Les trois principaux papyrus datent de la XIIe dynastie (191-1783) et le
quatrième de la fin du Moyen Empire (2022-1650). L’histoire se déroule
aux alentours de la IXe ou
Xe dynastie et raconte les
mésaventures d’un paysan, nommé Khoun-Inpou (#wn-Jnpw), de la région du
Ouâdi Natroum, qui ayant décidé de vendre ses produits se
mit en route vers Hérakléopolis, la résidence royale à
cette époque et se fit voler ses ânes par ruse. Après plusieurs plaintes, il finira par obtenir
réparation de son préjudice.
▪ L’enseignement pour Mérikarê, œuvre
destinée à l’éducation du Roi Mérikarê II (fin de la
Xe dynastie) dont le contenu a un réalisme que l’on ne trouve pas dans
les autres enseignements et semble faire écho à des événements bien réels. Sa rédaction doit se situer à la fin de la
période ou au début du Moyen Empire.
▪ Les listes royales.
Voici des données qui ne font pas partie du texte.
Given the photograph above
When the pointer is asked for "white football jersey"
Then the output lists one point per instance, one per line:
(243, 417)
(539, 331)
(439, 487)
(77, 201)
Celles-ci sont postérieures à la période : Les
tables d’Abydos, dont la première n’est que
fragmentaire et mentionne 17 noms de Rois entre Pépi II et
Montouhotep II. Elle est actuellement au British Museum
;
La deuxième ne tient pas compte des Rois d’Héracléopolis
de la IXe et
Xe dynastie, ni des premiers Rois Thébains avant
Montouhotep II, comme si ces souverains n’avaient pas été
reconnus à Abydos, mais elle est la seule source qui donne la
plupart des dirigeants de la VIIe et
VIIIe dynasties, de sorte que cette liste a une valeur hautement
importante ; Le Papyrus de Turin
qui est particulièrement lacunaire à l’endroit de la période, mais nous donne certaines informations intéressantes.
Le Papyrus de Turin ne semble faire état que d’une
seule dynastie Héracléopolitaine ; La chapelle (ou chambre)
des ancêtres de Thoutmosis III à Karnak (Louvre El348Ibis)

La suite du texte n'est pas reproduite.